The Sudd Institute, in its weekly digest, says the visit of President Omer Al-Bashir; indicted by the ICC for war crime and crimes against humanity in Sudan's western region of Darfur, also puts Juba in a dilemma. An estimated 300,000 people, according to the United Nations, have died and tens of thousands displaced, since the war broke out in Darfur in 2003.
"As a non-state party of the Rome statute, South Sudan could choose to ignore that question and conduct business with Al-Bashir as normally as has been the case so far," said Jok Madut Jok, a co-founder of the Juba-based institute.
He however said by continuing to ignore the ICC question, the young state projects itself as "hypocritical" given it long standing dispute with Sudan, witnessed through many years liberation wars and bitter criticisms of the Khartoum regime.
Before independence, Jok said, South Sudan had long accused Khartoum of genocide in South Sudan, and to ignore the question of the arrest warrant for Al-Bashir, a man the country believes to have committed "genocide", indeed looks "increasingly bizarre."

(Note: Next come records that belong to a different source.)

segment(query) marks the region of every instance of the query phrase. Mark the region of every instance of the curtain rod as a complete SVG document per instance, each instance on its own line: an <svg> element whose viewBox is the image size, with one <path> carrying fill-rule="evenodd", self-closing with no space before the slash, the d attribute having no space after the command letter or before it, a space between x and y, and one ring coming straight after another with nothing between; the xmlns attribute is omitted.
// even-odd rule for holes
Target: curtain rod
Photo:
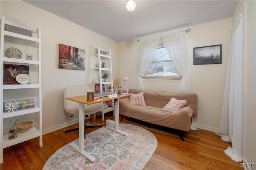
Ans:
<svg viewBox="0 0 256 170"><path fill-rule="evenodd" d="M186 33L187 33L188 32L190 32L191 31L191 29L188 29L186 30ZM138 39L137 40L137 42L140 42L140 40Z"/></svg>

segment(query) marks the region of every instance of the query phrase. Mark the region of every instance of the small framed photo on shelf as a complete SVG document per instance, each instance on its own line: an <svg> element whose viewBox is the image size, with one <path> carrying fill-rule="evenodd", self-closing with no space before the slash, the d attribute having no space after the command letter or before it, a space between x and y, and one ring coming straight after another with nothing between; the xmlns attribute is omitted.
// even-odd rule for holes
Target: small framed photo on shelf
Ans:
<svg viewBox="0 0 256 170"><path fill-rule="evenodd" d="M31 54L26 54L26 59L27 60L32 60L33 55Z"/></svg>
<svg viewBox="0 0 256 170"><path fill-rule="evenodd" d="M221 64L221 44L194 48L194 65Z"/></svg>

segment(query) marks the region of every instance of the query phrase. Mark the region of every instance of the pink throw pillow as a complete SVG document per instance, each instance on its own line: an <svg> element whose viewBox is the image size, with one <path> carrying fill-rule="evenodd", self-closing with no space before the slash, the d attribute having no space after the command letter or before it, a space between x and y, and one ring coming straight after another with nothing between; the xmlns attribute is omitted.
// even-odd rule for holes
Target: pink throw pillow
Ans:
<svg viewBox="0 0 256 170"><path fill-rule="evenodd" d="M144 93L141 92L137 94L132 93L132 96L130 96L130 104L132 106L146 106Z"/></svg>
<svg viewBox="0 0 256 170"><path fill-rule="evenodd" d="M175 112L183 107L187 102L186 100L179 100L174 98L172 98L170 102L162 108L162 109L169 112Z"/></svg>

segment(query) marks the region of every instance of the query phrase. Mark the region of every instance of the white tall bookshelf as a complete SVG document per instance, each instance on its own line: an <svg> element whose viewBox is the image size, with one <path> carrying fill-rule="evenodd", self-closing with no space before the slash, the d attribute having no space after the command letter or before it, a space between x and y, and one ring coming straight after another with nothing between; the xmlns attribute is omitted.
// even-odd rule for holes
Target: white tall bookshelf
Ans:
<svg viewBox="0 0 256 170"><path fill-rule="evenodd" d="M33 32L32 36L27 36L5 30L5 25L26 29ZM27 29L23 26L6 21L4 16L2 16L1 20L1 40L0 49L0 163L3 162L3 149L24 142L32 139L39 137L39 145L42 146L42 86L41 66L41 28L36 30ZM5 51L10 47L18 47L22 49L21 58L8 58ZM26 59L26 54L32 53L32 59ZM28 65L29 66L29 75L31 82L28 84L4 84L4 64ZM14 95L18 94L18 95ZM35 107L19 110L13 112L4 111L5 102L26 100L33 98L35 100ZM25 117L29 119L30 116L36 114L38 117L37 122L33 122L33 125L28 131L18 133L16 138L9 140L8 133L4 133L4 127L10 125L10 119L19 119ZM21 118L21 117L22 118Z"/></svg>
<svg viewBox="0 0 256 170"><path fill-rule="evenodd" d="M106 50L104 49L101 49L100 46L98 46L98 48L95 49L96 51L96 54L94 56L97 57L98 58L98 62L99 63L98 68L95 68L96 70L98 70L99 72L99 81L98 82L95 82L95 84L100 84L100 92L102 93L102 85L104 85L105 89L107 88L107 86L111 86L111 89L110 89L111 92L114 91L113 88L113 76L112 74L112 63L111 62L111 50ZM106 63L106 68L103 68L102 67L102 62L104 62ZM102 81L102 74L104 72L107 72L109 75L109 77L108 78L108 81L107 82L104 82ZM112 102L113 106L114 105L114 103ZM104 114L108 112L109 111L113 110L113 107L108 107L107 108L103 109L101 111L102 114L102 120L104 120Z"/></svg>

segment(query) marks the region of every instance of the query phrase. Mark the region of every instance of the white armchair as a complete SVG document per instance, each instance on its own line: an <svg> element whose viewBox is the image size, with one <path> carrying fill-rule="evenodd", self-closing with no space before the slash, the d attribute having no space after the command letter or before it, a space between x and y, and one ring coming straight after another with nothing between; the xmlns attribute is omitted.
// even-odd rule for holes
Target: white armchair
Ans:
<svg viewBox="0 0 256 170"><path fill-rule="evenodd" d="M66 113L73 115L79 115L79 103L71 100L66 100L66 98L70 97L86 95L88 92L91 92L88 86L80 86L66 88L64 91L64 109L65 109L65 111ZM98 111L101 111L103 109L104 107L104 105L102 103L90 105L85 105L84 115L91 115L97 113ZM71 116L72 116L73 115ZM85 121L85 129L101 127L101 126L100 125L86 126ZM78 128L70 129L66 131L65 133L66 133L72 131L77 131L78 129Z"/></svg>

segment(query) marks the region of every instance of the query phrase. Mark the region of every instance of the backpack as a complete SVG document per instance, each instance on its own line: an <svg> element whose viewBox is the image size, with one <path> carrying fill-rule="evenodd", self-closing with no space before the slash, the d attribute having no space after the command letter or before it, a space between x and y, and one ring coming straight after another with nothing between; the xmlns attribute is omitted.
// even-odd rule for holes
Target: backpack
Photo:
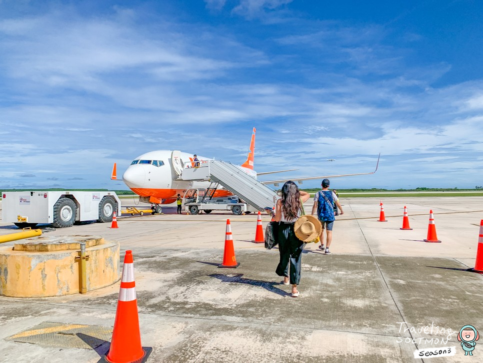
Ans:
<svg viewBox="0 0 483 363"><path fill-rule="evenodd" d="M321 221L333 221L334 217L334 198L332 190L320 190L317 203L317 216Z"/></svg>

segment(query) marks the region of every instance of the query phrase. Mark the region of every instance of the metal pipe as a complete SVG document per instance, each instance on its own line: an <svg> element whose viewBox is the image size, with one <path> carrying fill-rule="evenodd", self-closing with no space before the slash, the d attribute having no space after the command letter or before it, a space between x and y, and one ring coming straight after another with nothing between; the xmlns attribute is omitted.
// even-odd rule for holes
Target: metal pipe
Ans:
<svg viewBox="0 0 483 363"><path fill-rule="evenodd" d="M79 265L80 269L79 273L80 274L80 293L84 294L87 292L87 275L86 273L86 242L80 242L80 264Z"/></svg>
<svg viewBox="0 0 483 363"><path fill-rule="evenodd" d="M24 238L30 238L31 237L37 237L42 234L42 229L29 229L24 230L22 232L6 234L4 236L0 236L0 243L4 243L6 242L12 242L12 241L16 241Z"/></svg>

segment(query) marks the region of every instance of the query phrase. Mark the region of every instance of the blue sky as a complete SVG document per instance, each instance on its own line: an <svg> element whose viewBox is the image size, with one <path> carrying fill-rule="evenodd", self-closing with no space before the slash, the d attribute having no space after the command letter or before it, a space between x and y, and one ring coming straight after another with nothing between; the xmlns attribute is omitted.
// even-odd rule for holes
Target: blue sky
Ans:
<svg viewBox="0 0 483 363"><path fill-rule="evenodd" d="M372 171L380 152L332 186L482 185L482 11L0 0L0 189L123 189L113 163L154 150L241 164L253 127L258 171Z"/></svg>

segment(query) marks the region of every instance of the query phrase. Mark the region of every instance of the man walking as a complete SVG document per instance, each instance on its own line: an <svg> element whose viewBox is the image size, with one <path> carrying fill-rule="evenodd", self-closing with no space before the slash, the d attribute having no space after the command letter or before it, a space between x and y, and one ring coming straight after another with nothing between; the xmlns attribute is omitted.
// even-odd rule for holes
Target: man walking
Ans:
<svg viewBox="0 0 483 363"><path fill-rule="evenodd" d="M328 248L332 242L332 228L334 226L334 221L336 219L334 216L334 204L338 208L340 214L342 215L344 214L336 193L328 190L330 184L328 179L324 179L322 181L322 190L316 193L314 197L314 206L312 207L312 215L314 215L316 211L317 217L322 224L322 232L320 235L321 245L318 246L319 249L322 251L324 250L324 228L327 229L326 254L330 253Z"/></svg>

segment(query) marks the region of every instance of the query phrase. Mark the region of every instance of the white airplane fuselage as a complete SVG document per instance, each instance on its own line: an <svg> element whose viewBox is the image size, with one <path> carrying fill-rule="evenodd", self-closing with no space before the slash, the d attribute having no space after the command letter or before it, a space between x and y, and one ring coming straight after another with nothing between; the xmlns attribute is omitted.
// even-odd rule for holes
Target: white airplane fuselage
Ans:
<svg viewBox="0 0 483 363"><path fill-rule="evenodd" d="M208 181L187 181L179 180L178 173L186 164L190 167L195 166L193 161L193 154L181 152L176 153L176 157L172 158L172 150L158 150L150 151L136 158L128 168L122 175L122 179L126 185L133 192L146 201L149 198L149 202L153 204L168 204L176 200L178 194L182 197L186 189L197 188L206 189L210 185ZM198 156L202 166L204 161L208 158ZM176 164L174 166L173 159ZM178 172L175 170L176 167ZM256 173L252 170L238 167L254 178ZM214 197L225 197L232 195L230 191L220 188L217 189Z"/></svg>

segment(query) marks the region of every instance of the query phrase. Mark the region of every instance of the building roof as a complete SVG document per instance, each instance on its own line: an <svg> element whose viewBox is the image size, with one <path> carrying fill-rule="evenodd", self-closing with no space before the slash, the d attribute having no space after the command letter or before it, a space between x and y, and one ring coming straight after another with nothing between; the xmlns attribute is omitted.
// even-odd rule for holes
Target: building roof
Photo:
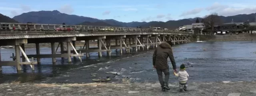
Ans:
<svg viewBox="0 0 256 96"><path fill-rule="evenodd" d="M192 23L192 25L204 25L203 23Z"/></svg>
<svg viewBox="0 0 256 96"><path fill-rule="evenodd" d="M186 25L186 29L193 29L193 25Z"/></svg>
<svg viewBox="0 0 256 96"><path fill-rule="evenodd" d="M250 23L250 26L256 26L256 25L255 25L255 22Z"/></svg>
<svg viewBox="0 0 256 96"><path fill-rule="evenodd" d="M193 26L193 28L204 28L204 26L203 25L199 25L199 26Z"/></svg>

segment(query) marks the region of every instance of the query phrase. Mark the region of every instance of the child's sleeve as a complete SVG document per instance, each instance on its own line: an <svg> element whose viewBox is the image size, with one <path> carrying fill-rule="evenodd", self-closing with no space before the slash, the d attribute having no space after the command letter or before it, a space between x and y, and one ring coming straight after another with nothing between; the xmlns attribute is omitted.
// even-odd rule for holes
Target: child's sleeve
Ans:
<svg viewBox="0 0 256 96"><path fill-rule="evenodd" d="M173 72L173 74L174 74L174 76L176 76L176 77L178 77L179 76L180 76L180 74L179 74L179 72L178 72L178 73L176 73L176 72Z"/></svg>

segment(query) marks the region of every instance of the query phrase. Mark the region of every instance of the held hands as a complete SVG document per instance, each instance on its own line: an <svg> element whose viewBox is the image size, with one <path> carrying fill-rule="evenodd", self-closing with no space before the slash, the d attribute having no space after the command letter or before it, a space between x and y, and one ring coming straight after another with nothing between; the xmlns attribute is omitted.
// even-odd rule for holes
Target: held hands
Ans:
<svg viewBox="0 0 256 96"><path fill-rule="evenodd" d="M156 68L156 66L153 66L153 68L154 68L155 69Z"/></svg>

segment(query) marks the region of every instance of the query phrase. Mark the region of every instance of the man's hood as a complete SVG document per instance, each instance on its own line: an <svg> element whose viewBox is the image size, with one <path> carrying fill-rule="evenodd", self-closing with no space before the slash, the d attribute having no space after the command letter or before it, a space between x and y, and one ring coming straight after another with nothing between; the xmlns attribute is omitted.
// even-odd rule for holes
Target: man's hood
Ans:
<svg viewBox="0 0 256 96"><path fill-rule="evenodd" d="M163 48L172 49L172 46L168 43L163 42L159 44L159 46Z"/></svg>

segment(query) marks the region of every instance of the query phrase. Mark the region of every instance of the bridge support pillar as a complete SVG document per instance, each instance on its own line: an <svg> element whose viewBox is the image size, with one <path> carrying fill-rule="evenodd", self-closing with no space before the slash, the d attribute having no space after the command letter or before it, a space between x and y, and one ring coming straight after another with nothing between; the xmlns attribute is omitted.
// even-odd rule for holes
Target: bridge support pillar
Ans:
<svg viewBox="0 0 256 96"><path fill-rule="evenodd" d="M89 48L90 48L89 44L89 40L85 40L85 47L86 50L89 50ZM90 56L90 53L86 53L86 58L88 58Z"/></svg>
<svg viewBox="0 0 256 96"><path fill-rule="evenodd" d="M157 36L156 37L156 48L157 48L157 39L158 38Z"/></svg>
<svg viewBox="0 0 256 96"><path fill-rule="evenodd" d="M117 46L118 45L118 42L117 42L117 39L116 39L116 46ZM117 49L116 49L116 52L117 52Z"/></svg>
<svg viewBox="0 0 256 96"><path fill-rule="evenodd" d="M0 48L0 62L1 62L1 49ZM0 71L2 71L2 66L0 66Z"/></svg>
<svg viewBox="0 0 256 96"><path fill-rule="evenodd" d="M52 48L52 55L53 56L55 54L55 46L54 45L54 42L51 42L51 46ZM54 64L54 63L56 62L56 58L53 56L52 60L53 64Z"/></svg>
<svg viewBox="0 0 256 96"><path fill-rule="evenodd" d="M36 55L39 55L40 54L40 47L39 46L39 43L36 43ZM37 58L37 63L40 63L41 62L41 58L39 57Z"/></svg>
<svg viewBox="0 0 256 96"><path fill-rule="evenodd" d="M25 52L25 44L22 44L20 46L22 48L22 50L24 50L24 52ZM24 55L22 54L21 54L21 58L22 59L22 62L26 62L26 59L25 58L25 57L24 56ZM23 68L26 68L26 65L24 65L24 64L22 65L22 67Z"/></svg>
<svg viewBox="0 0 256 96"><path fill-rule="evenodd" d="M109 50L110 50L112 51L111 49L110 49L111 47L111 39L108 39L108 49ZM110 54L111 53L111 51L110 52L108 52L108 56L110 56Z"/></svg>
<svg viewBox="0 0 256 96"><path fill-rule="evenodd" d="M148 48L149 48L149 46L148 46L148 37L147 37L146 38L147 40L147 49L148 49Z"/></svg>
<svg viewBox="0 0 256 96"><path fill-rule="evenodd" d="M123 40L122 39L122 38L119 39L119 43L120 44L120 54L123 54L123 48L122 48L122 41Z"/></svg>
<svg viewBox="0 0 256 96"><path fill-rule="evenodd" d="M136 52L138 51L138 46L137 46L137 44L138 44L138 41L137 41L137 38L135 39L135 51Z"/></svg>
<svg viewBox="0 0 256 96"><path fill-rule="evenodd" d="M60 42L60 54L64 54L63 51L64 51L64 46L63 46L63 42ZM62 57L61 60L64 60L64 58Z"/></svg>
<svg viewBox="0 0 256 96"><path fill-rule="evenodd" d="M73 44L73 46L74 46L74 47L75 48L76 48L76 41L72 41L72 44ZM76 54L76 52L75 52L75 51L74 50L73 50L73 54ZM76 60L76 56L73 56L73 58L74 58L74 60L75 61Z"/></svg>
<svg viewBox="0 0 256 96"><path fill-rule="evenodd" d="M101 42L100 42L100 40L98 40L97 41L98 48L99 49L99 52L98 52L99 57L102 57L102 53L101 52Z"/></svg>
<svg viewBox="0 0 256 96"><path fill-rule="evenodd" d="M67 42L67 51L68 51L68 62L71 62L71 52L70 50L70 42Z"/></svg>
<svg viewBox="0 0 256 96"><path fill-rule="evenodd" d="M17 62L17 70L21 70L21 66L20 64L20 52L19 45L15 45L15 58Z"/></svg>

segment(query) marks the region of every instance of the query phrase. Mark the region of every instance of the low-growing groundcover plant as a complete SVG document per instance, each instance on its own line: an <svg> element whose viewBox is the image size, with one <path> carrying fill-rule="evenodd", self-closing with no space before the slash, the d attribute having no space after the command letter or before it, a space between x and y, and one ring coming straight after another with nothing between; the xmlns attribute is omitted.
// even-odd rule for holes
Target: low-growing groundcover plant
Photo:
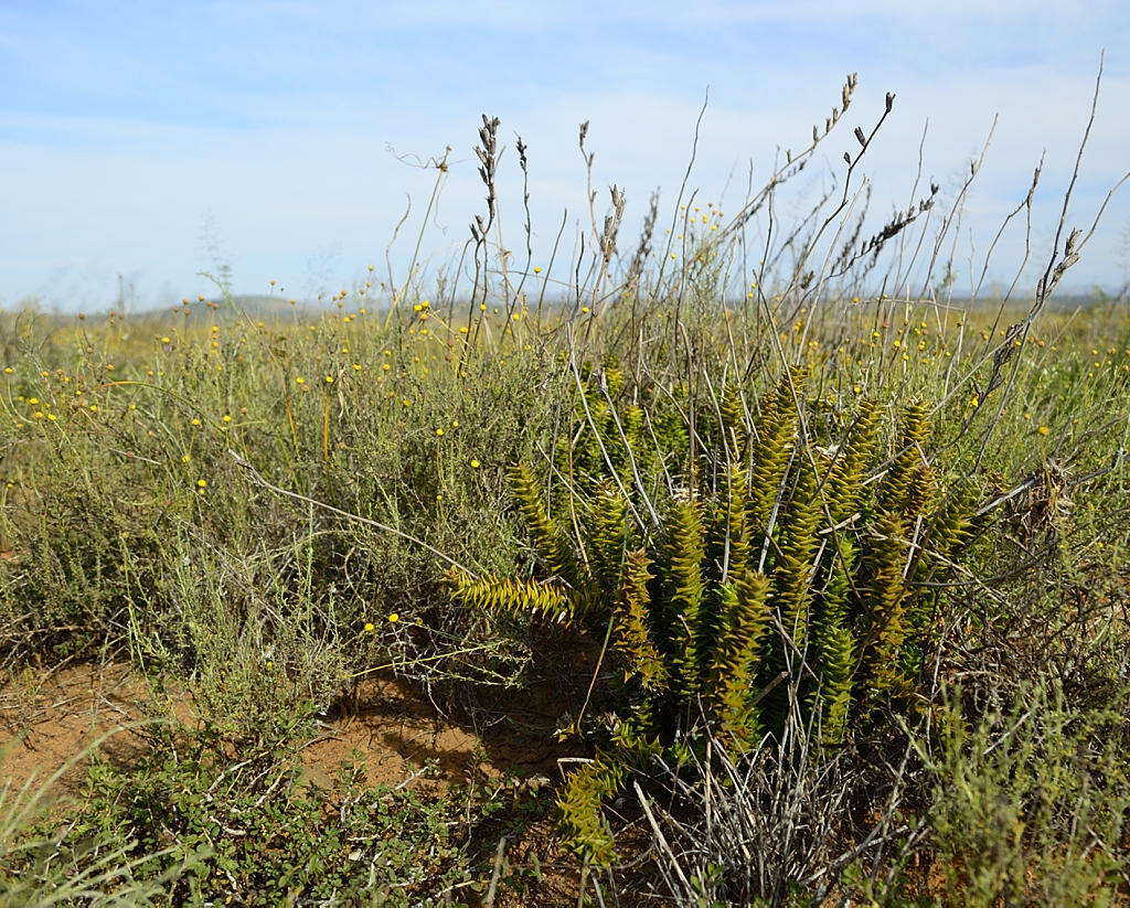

Both President Al-Bashir and his South Sudan counterpart are due to meet in Juba for direct talks, which could revive the economies of the two countries, after months of a deadlock.
The move comes in the aftermath of the 27 September agreements reached between the two leaders in the Ethiopian capital, Addis Ababa with facilitation from the African Union High Level Implementation Panel (AUHIP).
The planned Juba summit, analyst say, could mainly focus on security issues, military buffer zones, oil and the other economic issues affecting the two countries. However, like in the previous meeting, both countries will be cautious on border issue, especially those involving Abyei and other territories that South Sudan believes Sudan illegally claims.
"The visit and the summit between the two presidents will be an opportunity for the two countries to redraw each other's attention to the concept of two viable states living side by side in harmony with each other, a concept that was largely the foundation of the Comprehensive Peace Agreement that ended the protracted war between the two sides," Jok noted.
The summit, he added, will be an attempt to build some trust to replace the current climate of mistrust due to Khartoum's "tradition of signing agreements that it does not intend to implement."
South Sudan, on Sunday, announced it has rescheduled plans to resume its oil production and exports through neighbouring Sudan, until the two countries reach a consensus over security issues.